Ukraine on Sunday will hold its first legislative elections since clashes erupted last April between government forces and pro-Russia separatists, who will boycott the vote in the eastern provinces they hold. Kiev has said the boycott in the eastern regions of Donetsk and Lugansk will not affect the legitimacy of the process. Before the conflict started, around 6.5 million people lived in the region, around 15 percent of the total population. An estimated one million people have fled the area and sought refuge in neighboring Russia or other Ukrainian regions because of the fighting. “Here, there will be no elections,” said Andrei Purguin, deputy Prime Minister of the self-proclaimed Donetsk People’s Republic. Donetsk and Lugansk are scheduled to choose their own parliaments and leaders in a separate election scheduled for November 2. Ukrainian President Petro Poroshenko has stressed the importance of full transparency in the October 26 elections in areas controlled by Kiev in the two rebel regions.

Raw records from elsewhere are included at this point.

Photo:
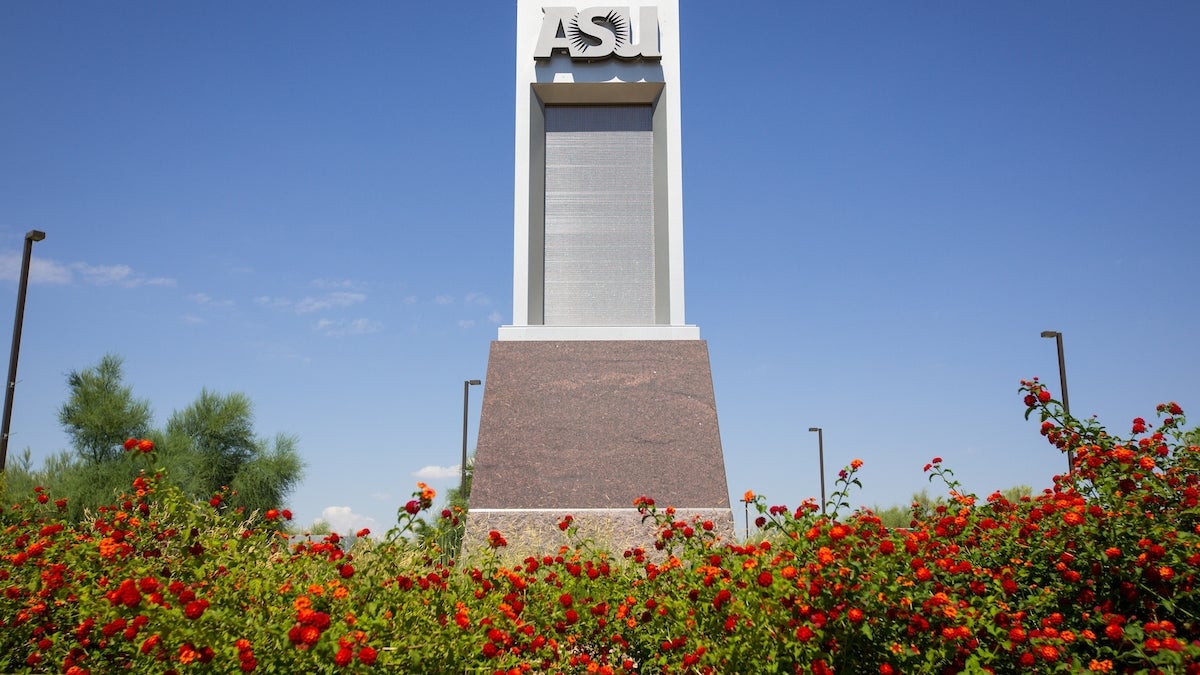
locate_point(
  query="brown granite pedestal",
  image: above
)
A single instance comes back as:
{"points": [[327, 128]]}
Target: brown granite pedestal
{"points": [[585, 428]]}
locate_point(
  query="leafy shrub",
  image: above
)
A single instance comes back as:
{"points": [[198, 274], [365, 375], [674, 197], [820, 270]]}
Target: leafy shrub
{"points": [[1097, 573]]}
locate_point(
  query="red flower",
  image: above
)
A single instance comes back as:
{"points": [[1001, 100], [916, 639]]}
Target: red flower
{"points": [[195, 609]]}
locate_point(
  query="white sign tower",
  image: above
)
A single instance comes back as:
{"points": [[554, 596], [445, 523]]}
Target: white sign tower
{"points": [[599, 392]]}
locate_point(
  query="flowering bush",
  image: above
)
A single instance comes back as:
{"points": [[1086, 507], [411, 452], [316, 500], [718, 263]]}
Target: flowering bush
{"points": [[1097, 573]]}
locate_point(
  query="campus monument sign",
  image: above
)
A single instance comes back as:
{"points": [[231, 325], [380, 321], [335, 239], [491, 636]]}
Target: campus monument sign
{"points": [[599, 392]]}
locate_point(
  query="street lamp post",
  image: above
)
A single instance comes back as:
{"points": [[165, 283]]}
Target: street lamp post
{"points": [[821, 458], [1062, 382], [30, 237], [462, 467]]}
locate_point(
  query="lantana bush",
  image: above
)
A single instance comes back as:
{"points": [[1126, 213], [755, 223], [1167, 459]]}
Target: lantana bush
{"points": [[1097, 573]]}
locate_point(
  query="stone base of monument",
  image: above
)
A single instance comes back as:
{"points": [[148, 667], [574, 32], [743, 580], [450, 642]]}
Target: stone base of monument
{"points": [[616, 530], [585, 428]]}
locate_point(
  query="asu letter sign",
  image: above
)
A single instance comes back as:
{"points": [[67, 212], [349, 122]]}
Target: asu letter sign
{"points": [[598, 33]]}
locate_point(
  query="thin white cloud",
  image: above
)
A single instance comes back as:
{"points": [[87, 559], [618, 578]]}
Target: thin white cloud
{"points": [[435, 472], [340, 327], [309, 305], [42, 270], [345, 521], [333, 284], [335, 299], [117, 275], [208, 300]]}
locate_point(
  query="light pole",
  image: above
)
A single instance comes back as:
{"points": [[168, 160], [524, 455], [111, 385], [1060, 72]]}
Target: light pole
{"points": [[1062, 382], [462, 467], [30, 237], [821, 458]]}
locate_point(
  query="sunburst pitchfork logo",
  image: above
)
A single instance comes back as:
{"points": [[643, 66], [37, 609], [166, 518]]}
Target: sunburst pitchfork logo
{"points": [[597, 33], [616, 23]]}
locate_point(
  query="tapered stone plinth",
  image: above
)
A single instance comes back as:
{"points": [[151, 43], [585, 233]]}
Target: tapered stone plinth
{"points": [[585, 428]]}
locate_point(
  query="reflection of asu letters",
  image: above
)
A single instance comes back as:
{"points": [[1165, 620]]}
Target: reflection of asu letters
{"points": [[599, 33]]}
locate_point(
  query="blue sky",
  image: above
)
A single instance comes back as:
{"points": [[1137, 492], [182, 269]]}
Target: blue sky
{"points": [[885, 204]]}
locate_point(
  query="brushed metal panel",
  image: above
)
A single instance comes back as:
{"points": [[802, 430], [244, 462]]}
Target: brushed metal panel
{"points": [[599, 216]]}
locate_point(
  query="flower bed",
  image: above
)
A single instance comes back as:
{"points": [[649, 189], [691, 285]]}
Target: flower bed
{"points": [[1097, 573]]}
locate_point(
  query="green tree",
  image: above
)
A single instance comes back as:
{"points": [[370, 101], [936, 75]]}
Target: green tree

The presence of large Ukrainian military units in the area, which is under an undeclared state of emergency, casts a shadow over the voting process there.
Since the election of Poroshenko on May 25, the Ukrainian Armed Forces have made inroads in various rebel areas.
In the May poll the turnout in Lugansk and Donetsk, was 4.70 and 3.22 percent respectively out of a total of around five million registered voters, according to Kiev’s Central Electoral Committee.
Now the turnout is expected to increase, after Kiev took control of 50 percent of rural areas, although the main cities remain in the hands of the separatists.